Office of Federal Financial Management

Agency overview
- Formed: 1990
- Preceding agency: Office of Management and Budget;
- Headquarters: New Executive Office Building
- Parent agency: Office of Management and Budget
- Website: Office of Federal Financial Management

= Office of Federal Financial Management =

Component of the United States Office of Management and Budget

The Office of Federal Financial Management (OFFM) is a component of the United States Office of Management and Budget (OMB), which is part of the Executive Office of the President of the United States (EOP).

The President of the United States appoints the controller, who serves as the chief officer of OFFM. The current acting OFFM Controller is John C. Pasquantino.

==Organization==
OFFM is made up of two branches: the Management Controls and Assistance Branch and the Accountability, Performance and Reporting Branch.

==Mission and responsibilities==
OFFM's mission is to support the effective and transparent use of Federal financial resources.
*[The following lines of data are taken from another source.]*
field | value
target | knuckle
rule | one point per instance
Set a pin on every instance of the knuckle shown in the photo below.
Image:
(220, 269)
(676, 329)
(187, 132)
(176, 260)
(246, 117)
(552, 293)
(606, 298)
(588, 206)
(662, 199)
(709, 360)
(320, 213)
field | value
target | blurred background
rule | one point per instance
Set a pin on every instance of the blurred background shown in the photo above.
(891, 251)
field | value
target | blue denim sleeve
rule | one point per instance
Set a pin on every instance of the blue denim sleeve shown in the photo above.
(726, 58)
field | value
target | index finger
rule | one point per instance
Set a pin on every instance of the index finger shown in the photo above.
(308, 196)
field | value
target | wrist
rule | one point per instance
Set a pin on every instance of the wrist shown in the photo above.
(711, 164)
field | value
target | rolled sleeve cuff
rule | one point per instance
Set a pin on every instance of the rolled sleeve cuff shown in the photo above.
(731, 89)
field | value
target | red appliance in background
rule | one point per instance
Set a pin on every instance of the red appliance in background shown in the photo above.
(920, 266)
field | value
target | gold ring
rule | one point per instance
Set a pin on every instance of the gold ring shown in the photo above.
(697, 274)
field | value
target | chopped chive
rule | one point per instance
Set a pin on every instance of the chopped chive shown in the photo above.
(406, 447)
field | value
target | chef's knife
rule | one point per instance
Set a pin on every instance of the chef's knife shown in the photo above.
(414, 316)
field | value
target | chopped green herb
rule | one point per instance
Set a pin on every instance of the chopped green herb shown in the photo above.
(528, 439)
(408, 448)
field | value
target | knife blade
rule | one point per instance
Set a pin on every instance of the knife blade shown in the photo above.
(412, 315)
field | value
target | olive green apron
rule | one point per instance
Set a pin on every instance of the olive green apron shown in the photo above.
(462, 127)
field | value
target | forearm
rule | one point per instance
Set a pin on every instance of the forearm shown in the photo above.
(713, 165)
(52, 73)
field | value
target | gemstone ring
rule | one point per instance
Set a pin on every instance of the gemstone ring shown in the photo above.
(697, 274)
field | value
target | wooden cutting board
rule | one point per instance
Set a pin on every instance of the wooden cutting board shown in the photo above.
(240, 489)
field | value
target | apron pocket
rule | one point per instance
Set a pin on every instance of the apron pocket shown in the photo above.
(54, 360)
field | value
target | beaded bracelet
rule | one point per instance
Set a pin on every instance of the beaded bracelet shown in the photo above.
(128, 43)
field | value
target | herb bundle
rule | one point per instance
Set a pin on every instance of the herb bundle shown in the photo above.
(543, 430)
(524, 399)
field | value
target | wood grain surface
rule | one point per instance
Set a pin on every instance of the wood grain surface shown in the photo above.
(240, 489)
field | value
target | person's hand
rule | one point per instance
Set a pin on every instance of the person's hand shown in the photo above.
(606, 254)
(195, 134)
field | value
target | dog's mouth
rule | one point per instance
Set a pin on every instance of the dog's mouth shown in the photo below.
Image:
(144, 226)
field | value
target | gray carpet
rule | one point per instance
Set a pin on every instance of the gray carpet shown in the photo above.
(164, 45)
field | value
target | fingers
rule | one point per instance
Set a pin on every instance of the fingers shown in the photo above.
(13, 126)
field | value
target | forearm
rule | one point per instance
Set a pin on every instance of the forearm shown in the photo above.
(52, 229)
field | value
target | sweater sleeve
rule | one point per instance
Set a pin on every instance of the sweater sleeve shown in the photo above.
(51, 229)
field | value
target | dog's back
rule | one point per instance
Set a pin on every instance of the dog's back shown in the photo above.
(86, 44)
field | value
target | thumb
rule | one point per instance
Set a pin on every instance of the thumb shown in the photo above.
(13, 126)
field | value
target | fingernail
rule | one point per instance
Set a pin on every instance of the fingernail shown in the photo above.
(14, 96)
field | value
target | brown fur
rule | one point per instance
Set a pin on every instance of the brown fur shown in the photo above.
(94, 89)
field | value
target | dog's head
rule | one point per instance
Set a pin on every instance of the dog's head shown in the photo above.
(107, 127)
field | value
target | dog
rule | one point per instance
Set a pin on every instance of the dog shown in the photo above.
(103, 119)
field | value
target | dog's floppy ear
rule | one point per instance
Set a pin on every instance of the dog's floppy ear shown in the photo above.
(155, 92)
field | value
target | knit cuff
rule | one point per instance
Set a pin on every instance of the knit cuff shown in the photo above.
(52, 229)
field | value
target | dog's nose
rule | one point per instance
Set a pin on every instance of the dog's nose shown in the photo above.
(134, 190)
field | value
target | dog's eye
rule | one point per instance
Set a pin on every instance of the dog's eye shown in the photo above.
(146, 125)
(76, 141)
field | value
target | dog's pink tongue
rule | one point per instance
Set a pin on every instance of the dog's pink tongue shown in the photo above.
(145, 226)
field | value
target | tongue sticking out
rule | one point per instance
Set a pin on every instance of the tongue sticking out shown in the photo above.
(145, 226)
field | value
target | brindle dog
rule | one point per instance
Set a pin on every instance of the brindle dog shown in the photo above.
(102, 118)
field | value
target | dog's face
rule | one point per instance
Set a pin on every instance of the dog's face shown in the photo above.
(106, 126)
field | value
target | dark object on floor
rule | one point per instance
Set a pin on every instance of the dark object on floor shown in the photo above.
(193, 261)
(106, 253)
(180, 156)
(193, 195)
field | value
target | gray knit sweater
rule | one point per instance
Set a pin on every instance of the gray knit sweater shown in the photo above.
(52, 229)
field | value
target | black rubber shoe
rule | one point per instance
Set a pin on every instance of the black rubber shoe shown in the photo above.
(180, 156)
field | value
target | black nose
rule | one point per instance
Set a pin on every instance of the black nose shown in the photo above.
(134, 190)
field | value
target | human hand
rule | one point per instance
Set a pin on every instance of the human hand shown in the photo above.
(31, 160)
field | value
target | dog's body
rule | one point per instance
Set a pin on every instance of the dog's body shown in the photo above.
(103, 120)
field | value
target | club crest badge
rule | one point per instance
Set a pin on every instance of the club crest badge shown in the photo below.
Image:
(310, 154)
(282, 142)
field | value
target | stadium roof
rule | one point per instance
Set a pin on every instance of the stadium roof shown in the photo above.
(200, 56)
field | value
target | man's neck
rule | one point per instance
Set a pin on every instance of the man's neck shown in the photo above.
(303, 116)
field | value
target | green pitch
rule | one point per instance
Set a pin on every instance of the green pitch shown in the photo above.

OFFM's responsibilities includes implementing the financial management priorities of the President, establishing government-wide financial management policies of executive agencies and carrying out the financial management functions of the CFO Act of 1990.

OFFM's priorities include transparency and data management, shared services, real property, improper payments, grants management, internal control, federal financial reporting, debt collection and charge cards.

==History==
OFFM was established by the Chief Financial Officers Act (CFO Act) of 1990.